The example of guns equipped with high capacity magazines, which are on sale at the company’s stores, is instructive in other ways. There is a substantial question regarding whether these guns are well suited to hunting or shooting sports; it is beyond doubt that they are well suited to mass killing, and tragically more effective for the latter purpose, than are the handguns equipped to fire ten or fewer rounds that the company chooses not to sell except in Alaska. The former reduce opportunities for people to flee or overwhelm a shooter during reloading and have enabled many mass killings, including those at Newtown, Oak Creek, Aurora, Tucson, Fort Hood, Virginia Tech and Columbine.

Forbes reports that the massacre of schoolchildren and others at Newtown, Connecticut was a primary motivating factor in Trinity’s decision to use its shareholder status to pressure Walmart into looking at its gun sales oversight, although it says that the Rector, the Rev. Dr. James Cooper, is not seeking a ban on gun sales.

“Somebody is making decisions about what they sell,” Rev. Cooper told Forbes in an interview at the church’s well-appointed Wall Street offices, with views over the Hudson River.

“Trinity doesn’t need to. We would just like them to tell us they have a system in place at the board level to protect the reputation of the company, its values, and protect the citizens who live in that community from extreme harm.”

Walmart succeeded initially in getting permission fro

m the Securities and Exchange Commission to exclude the proposal from its 2014 filings, on the grounds that it would interfere with day-to-day operations of the retail giant. After a series of back-and-forth filings, the case is now set to be heard by Philadelphia’s Third Circuit Court of Appeals in late February or early March.

The Atlantic comments that,

What Trinity lacks in substantial holdings it partly makes up for in moral standing: Who wants to be seen fighting against a church, especially one that became a national icon for standing in the shadow of the Twin Towers on 9/11? But while Trinity’s historical standing and massive endowment place it well out of the ordinary, its political stand is in line with many mainline Protestant churches.

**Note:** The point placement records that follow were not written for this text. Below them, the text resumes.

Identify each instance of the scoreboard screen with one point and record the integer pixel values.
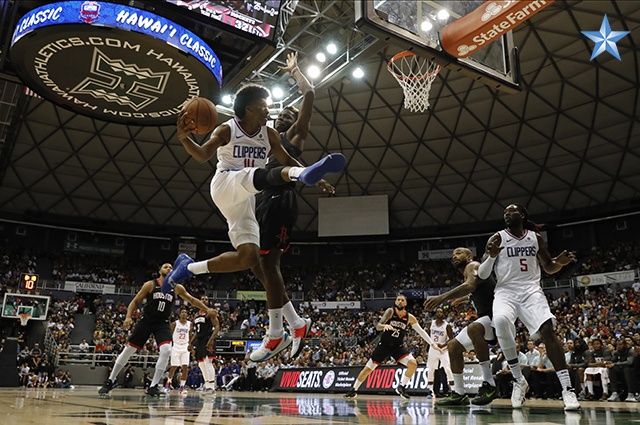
(255, 17)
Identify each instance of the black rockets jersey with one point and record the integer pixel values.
(482, 297)
(203, 325)
(158, 305)
(400, 325)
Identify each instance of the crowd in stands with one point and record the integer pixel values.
(602, 315)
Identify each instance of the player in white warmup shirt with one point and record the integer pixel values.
(180, 349)
(516, 254)
(441, 332)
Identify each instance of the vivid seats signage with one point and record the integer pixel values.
(113, 62)
(383, 380)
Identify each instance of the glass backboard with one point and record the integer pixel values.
(416, 24)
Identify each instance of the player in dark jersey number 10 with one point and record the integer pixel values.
(394, 324)
(155, 320)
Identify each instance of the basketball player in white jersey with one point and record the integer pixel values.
(180, 349)
(242, 145)
(440, 332)
(516, 254)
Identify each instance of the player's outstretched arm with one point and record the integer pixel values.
(382, 324)
(423, 334)
(491, 252)
(298, 132)
(468, 286)
(553, 265)
(146, 289)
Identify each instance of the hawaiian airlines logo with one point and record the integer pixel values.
(115, 81)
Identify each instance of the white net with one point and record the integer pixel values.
(24, 318)
(415, 75)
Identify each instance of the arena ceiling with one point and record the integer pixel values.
(568, 145)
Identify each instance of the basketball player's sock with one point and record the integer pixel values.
(564, 378)
(212, 373)
(291, 315)
(356, 385)
(294, 173)
(514, 367)
(275, 322)
(199, 267)
(486, 373)
(405, 378)
(205, 372)
(590, 387)
(121, 362)
(458, 383)
(161, 365)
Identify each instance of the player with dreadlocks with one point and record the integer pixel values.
(516, 255)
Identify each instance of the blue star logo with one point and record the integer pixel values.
(605, 39)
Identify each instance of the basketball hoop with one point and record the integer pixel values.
(415, 75)
(24, 318)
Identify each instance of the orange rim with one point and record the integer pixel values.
(405, 77)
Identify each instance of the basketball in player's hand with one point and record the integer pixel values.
(203, 112)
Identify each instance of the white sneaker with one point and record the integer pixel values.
(299, 335)
(520, 388)
(270, 347)
(570, 400)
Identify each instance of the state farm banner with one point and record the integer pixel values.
(486, 24)
(335, 305)
(605, 278)
(97, 288)
(383, 380)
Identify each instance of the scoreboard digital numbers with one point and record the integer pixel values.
(28, 281)
(256, 17)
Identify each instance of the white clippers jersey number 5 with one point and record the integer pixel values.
(517, 262)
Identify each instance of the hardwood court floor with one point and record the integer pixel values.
(82, 405)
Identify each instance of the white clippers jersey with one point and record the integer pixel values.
(181, 336)
(517, 264)
(243, 150)
(439, 333)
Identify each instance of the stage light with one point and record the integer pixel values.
(313, 71)
(277, 93)
(443, 15)
(358, 73)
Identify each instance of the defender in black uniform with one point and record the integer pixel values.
(394, 324)
(155, 320)
(206, 326)
(277, 212)
(476, 335)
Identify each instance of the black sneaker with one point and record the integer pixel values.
(351, 395)
(155, 392)
(454, 399)
(402, 392)
(108, 386)
(486, 394)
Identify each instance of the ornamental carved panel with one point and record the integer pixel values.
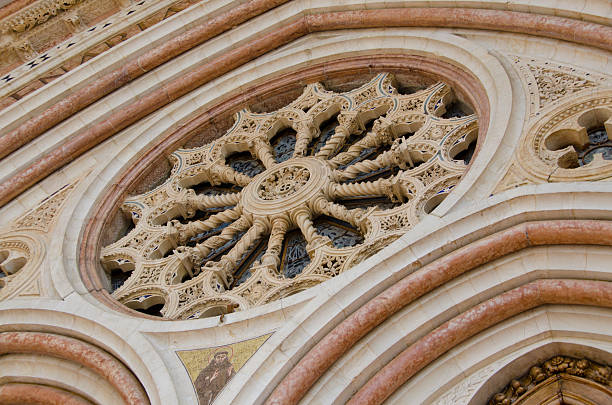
(288, 199)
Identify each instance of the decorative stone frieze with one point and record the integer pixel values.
(541, 374)
(288, 199)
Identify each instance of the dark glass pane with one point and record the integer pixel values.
(294, 256)
(339, 232)
(467, 154)
(118, 277)
(154, 310)
(327, 129)
(283, 144)
(384, 203)
(597, 135)
(385, 172)
(206, 188)
(245, 163)
(243, 269)
(216, 254)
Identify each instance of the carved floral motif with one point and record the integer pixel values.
(568, 137)
(326, 181)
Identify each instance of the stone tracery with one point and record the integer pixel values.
(276, 205)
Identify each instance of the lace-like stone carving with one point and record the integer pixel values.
(20, 256)
(288, 199)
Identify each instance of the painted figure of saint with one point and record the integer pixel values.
(213, 378)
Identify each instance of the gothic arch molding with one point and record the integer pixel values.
(131, 366)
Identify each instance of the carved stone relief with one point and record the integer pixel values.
(559, 366)
(27, 33)
(288, 199)
(568, 134)
(20, 258)
(22, 249)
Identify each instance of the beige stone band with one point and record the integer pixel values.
(344, 336)
(547, 26)
(482, 316)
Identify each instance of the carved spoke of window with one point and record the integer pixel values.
(287, 199)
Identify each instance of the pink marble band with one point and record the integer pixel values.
(470, 323)
(547, 26)
(129, 71)
(345, 335)
(37, 394)
(81, 353)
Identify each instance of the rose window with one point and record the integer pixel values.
(288, 199)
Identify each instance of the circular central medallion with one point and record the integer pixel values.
(285, 186)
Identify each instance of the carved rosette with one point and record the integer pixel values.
(572, 143)
(223, 232)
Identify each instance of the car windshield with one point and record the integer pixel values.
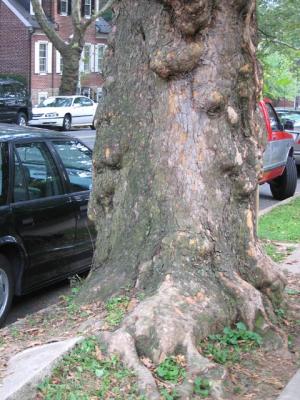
(56, 102)
(289, 115)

In fact, a coalition of mainline Protestant denominations, the Catholic Church, and Jewish and Muslim leaders are now among the staunchest institutional backers of stricter gun controls. That stands in contrast to evangelical Christians in America, who are far more divided on the gun question.

Forbes notes that Trinity continues to be steadfast in its pursuit of its proposal.

Rev. Cooper is set to retire as Trinity’s rector on February 15. He’s already briefed his successor, Rev. Dr. William Lupfer of Portland, Oregon’s Trinity Episcopal Cathedral, on the case. Legal counsel Evan Davis — also a church warden — plans to stick with it, even if the appeals process proves arduous.

“Trinity has been here for 318 years,” Cooper said. “We have some things that we can keep doing for a pretty long period of time and this will be one of them.”